Solving these problems is the challenge which our future STEM students must meet.  Toward that end, the NAE has sponsored and supported the creation of programs focusing on the Grand Challenges for Engineering at both the undergraduate and K-12 levels. The Boeing K-12 Fellows program is closely linked with these programs, which aim to prepare the next generation of engineers to solve global grand challenges in areas ranging from environmental issues to human health. 

NAE Grand Challenge Scholars Program

The NAE Grand Challenge Scholars Program involves engineering schools from universities across the country in a combined curricular and extra-curricular program designed to prepare students to be the generation that solves the Grand Challenges facing society in this century. The program is structured around five components: research, interdisciplinary, global, service, and entrepreneurial. More than a dozen engineering schools now have active programs, and nearly fifty are in the processing of developing programs for formal approval. Information on the National Grand Challenge Scholars Program can be found at grandchallengescholars.org.

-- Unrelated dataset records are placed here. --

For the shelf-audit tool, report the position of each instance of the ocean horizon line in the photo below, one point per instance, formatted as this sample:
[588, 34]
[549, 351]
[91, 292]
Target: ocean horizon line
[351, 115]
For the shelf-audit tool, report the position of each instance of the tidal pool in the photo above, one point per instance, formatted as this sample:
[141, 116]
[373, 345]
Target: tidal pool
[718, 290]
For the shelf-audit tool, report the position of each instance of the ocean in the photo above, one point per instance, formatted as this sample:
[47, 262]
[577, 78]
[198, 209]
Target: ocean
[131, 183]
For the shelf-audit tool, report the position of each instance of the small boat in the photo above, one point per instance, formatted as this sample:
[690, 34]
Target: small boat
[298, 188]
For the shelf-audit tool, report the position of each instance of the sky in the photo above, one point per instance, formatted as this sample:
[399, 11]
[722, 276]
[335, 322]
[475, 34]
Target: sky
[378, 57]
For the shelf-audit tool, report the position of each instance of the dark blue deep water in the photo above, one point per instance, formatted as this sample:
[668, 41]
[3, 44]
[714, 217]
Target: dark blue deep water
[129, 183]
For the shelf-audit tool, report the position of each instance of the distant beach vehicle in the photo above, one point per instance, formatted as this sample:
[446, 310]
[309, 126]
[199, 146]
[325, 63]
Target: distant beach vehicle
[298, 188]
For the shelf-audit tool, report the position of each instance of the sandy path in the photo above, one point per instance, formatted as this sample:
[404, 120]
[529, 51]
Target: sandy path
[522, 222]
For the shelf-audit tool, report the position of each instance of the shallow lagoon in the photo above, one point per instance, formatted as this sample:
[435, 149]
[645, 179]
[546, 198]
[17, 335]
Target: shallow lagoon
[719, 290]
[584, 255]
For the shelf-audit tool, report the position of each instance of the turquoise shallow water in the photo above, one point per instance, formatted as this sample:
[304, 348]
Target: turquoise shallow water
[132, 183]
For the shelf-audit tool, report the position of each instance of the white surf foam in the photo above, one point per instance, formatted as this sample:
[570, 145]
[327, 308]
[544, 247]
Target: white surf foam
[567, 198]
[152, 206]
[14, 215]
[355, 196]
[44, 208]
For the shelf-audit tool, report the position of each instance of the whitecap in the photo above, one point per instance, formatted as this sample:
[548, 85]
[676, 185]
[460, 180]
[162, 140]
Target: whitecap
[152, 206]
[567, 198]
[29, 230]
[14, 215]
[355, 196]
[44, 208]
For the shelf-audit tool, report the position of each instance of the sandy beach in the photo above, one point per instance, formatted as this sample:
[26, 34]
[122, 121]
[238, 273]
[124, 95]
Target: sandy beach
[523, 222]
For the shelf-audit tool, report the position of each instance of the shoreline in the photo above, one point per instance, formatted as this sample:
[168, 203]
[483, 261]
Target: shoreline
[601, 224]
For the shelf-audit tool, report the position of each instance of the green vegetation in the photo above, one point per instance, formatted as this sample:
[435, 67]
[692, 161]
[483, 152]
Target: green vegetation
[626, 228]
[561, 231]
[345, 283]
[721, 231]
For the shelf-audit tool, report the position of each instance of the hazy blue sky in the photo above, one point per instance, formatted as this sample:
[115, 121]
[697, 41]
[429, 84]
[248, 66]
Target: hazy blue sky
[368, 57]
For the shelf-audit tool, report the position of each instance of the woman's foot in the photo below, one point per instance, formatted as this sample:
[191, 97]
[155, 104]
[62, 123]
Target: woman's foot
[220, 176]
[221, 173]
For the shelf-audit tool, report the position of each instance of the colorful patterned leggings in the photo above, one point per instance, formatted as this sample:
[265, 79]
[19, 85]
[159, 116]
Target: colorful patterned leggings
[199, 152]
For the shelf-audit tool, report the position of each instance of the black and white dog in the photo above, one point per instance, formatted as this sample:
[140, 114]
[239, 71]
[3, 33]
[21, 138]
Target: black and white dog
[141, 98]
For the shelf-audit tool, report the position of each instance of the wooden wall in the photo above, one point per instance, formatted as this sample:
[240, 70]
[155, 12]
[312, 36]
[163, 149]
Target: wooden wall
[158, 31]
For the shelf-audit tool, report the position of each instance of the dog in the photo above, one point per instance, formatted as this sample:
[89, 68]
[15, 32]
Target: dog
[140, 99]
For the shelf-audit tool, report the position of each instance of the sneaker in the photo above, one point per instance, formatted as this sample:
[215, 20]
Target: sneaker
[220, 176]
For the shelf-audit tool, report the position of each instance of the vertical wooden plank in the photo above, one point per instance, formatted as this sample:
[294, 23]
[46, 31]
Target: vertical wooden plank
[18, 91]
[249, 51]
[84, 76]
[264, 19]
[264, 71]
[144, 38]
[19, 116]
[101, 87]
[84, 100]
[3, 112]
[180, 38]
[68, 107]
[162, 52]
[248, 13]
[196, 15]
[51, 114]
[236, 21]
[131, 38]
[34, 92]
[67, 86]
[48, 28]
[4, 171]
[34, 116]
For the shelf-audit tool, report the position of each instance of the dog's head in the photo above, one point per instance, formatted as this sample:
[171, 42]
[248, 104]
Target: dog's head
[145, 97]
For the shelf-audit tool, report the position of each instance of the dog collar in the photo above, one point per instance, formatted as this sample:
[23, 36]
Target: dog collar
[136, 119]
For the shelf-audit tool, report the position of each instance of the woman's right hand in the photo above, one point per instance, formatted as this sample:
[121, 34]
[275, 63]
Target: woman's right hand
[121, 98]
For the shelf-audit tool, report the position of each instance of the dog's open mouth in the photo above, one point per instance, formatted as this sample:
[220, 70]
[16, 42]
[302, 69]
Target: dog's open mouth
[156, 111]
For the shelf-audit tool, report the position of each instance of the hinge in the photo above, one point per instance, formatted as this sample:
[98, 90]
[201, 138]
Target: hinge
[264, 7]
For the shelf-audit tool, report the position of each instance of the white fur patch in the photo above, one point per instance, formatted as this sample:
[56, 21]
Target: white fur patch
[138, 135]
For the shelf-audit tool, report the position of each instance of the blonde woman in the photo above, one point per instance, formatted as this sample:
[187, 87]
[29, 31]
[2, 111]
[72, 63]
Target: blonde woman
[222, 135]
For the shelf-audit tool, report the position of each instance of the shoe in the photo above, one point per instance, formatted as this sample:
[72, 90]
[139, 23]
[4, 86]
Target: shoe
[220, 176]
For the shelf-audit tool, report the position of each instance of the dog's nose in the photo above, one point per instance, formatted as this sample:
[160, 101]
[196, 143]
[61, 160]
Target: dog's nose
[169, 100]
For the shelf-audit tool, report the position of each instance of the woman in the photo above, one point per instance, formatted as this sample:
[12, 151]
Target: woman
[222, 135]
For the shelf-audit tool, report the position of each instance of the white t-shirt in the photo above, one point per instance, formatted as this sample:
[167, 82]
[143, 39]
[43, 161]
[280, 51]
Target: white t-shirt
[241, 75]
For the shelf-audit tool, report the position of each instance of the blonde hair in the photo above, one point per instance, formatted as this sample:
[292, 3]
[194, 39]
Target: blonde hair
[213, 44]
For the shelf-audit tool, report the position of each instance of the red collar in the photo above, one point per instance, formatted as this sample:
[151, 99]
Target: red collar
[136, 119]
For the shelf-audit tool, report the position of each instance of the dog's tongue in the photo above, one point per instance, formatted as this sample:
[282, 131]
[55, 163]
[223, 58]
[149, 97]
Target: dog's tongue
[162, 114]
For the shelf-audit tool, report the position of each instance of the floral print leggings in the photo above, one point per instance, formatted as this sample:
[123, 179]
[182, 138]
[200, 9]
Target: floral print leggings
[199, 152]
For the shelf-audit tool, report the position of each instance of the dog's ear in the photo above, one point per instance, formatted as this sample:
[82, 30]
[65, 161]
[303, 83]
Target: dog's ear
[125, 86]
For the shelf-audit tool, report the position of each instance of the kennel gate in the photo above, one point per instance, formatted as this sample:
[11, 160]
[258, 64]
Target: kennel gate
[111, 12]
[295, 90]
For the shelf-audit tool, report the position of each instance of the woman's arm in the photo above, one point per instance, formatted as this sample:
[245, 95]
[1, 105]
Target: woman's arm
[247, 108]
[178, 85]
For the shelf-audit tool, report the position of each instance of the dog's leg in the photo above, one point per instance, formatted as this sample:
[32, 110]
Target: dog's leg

Duke Engineering’s NAE Grand Challenge Scholars Program was the first program developed in the country, and is now in its fifth class of NAE Grand Challenge Scholars. More than 60 Duke engineering undergraduates have been or are involved in the program, completing portfolios encompassing all majors of Duke Engineering. Students begin involvement in their freshman year, and their portfolios involve all five components of the Grand Challenges concept.

Scholars are actively involved in outreach as part of their service component, and interact with the Boeing Outreach Fellows Program in a number of ways.  The scholars can develop 5-Part Make It Happen Plans, participate in Grand Challenge outreach activities, and can also be selected as Boeing Fellows.